Speaking of Dijkstra, he knew this already in 1968.  In "The Structure of the T-H-E Multiprogramming System," wherein he describes the design of one of the first multitasking systems, he gives props to his students:

"The other remark is that the members of the group have previously enjoyed as good students a university training of five to eight years and are of Master’s or Ph.D. level. I mention this explicitly because at least in my country the intellectual level needed for system design is in general grossly underestimated. I am convinced more than ever that this type of work is very difficult, and that every effort to do it with other than the best people is doomed to either failure or moderate success at enormous expense."

Converting ’s Correctly

Most of our live production code was written (by me) without any attention paid to character encodings.  Fortunately, nearly every link in the LAMP chain seems to default to ISO-8859-1 nicely, so things have worked out for the most part as that.  Every now and then a UTF-8 character will pop up, and we’ll either change the character in the database, or someone will use random combinations of htmlentities() and mb_convert_encoding() in some random file until it looks right in that particular case.  It’s one of those cases of building up a smidgen of technical debt.  Doing it the right way and switching all of our code, databases, and data from ISO-8859-1 to UTF-8 at this point makes me shudder.

For our newer systems coming online, I really wanted to get this character encoding problem right.  Since we started from scratch, all the necessary endpoints were written to support UTF-8 encoded text.  And we made sure that all incoming data is UTF-8 encoded.  If it was not, we converted it basically using this single line.

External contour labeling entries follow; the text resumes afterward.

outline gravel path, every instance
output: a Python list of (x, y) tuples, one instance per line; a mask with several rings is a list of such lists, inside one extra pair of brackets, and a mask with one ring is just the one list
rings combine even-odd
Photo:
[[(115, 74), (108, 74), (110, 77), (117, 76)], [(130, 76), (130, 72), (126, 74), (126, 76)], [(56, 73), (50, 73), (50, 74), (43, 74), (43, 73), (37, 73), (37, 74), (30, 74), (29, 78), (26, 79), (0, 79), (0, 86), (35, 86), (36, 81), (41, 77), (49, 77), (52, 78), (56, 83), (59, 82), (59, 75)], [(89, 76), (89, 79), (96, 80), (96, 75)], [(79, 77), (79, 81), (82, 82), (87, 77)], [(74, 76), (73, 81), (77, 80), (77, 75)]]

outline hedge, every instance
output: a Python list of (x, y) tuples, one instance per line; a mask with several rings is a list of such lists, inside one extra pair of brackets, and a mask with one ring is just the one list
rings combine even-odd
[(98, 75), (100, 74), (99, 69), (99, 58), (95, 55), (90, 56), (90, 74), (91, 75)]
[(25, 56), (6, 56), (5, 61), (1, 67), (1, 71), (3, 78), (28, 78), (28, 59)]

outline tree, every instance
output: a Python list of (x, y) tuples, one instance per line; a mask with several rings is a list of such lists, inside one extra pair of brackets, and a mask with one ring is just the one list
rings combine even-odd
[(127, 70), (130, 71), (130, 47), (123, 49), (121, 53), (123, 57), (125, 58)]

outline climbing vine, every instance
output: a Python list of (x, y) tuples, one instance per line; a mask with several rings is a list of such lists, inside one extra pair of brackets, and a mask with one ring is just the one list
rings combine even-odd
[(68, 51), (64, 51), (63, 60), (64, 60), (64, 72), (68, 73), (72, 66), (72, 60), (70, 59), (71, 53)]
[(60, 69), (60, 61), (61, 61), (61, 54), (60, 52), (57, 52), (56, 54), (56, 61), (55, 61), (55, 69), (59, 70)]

$string = mb_convert_encoding($string, 'UTF-8');

But something was wrong.  When I tried to convert a single smart quote (’) generated on my Windows machine and view it in my browser, it simply disappeared.  Trawling the PHP manual for a solution (as usual), I came upon it on the manual page for utf8_encode().

Note that you should only use utf8_encode() on ISO-8859-1 data, and not on data using the Windows-1252 codepage. Microsoft’s Windows-1252 codepage contains ISO-8859-1, but it includes several characters in the range 0x80-0x9F whose codepoints in Unicode do not match the byte’s value (in Unicode, codepoints U+80 – U+9F are unassigned).

utf8_encode() simply assumes the bytes integer value is the codepoint number in Unicode.

What this means is that, for example, a single smart quote (’), sent to PHP as ISO-8859-1, and converted to UTF-8 using utf8_encode(), will not convert to the proper multi-byte character, and thus will either appear as garbage in the browser or not at all (in fact it’s not at all since the values are unassigned).

Since no third argument is given, mb_convert_encoding() will use the default internal encoding for that platform.  Unfortunately, PHP uses ISO-8859-1 on Windows instead of the so-similar-yet-different-it’s-annoying-that-it-must-be-a-Microsoft-product Windows-1252 encoding, which mostly overlaps with ISO-8859-1 but has different values for certain non-control, non-ASCII punctuation characters.

The solution fortunately was also in the same manual page, which was simply a function with a hard-coded mapping to replace all the incorrectly converted Windows-1252 characters to their correct UTF-8 values.

So I modified the above line of code to look like the following, and I could see my smart quotes once again.

$string = strtr(mb_convert_encoding($string, 'UTF-8'), self::$_cp1252_map);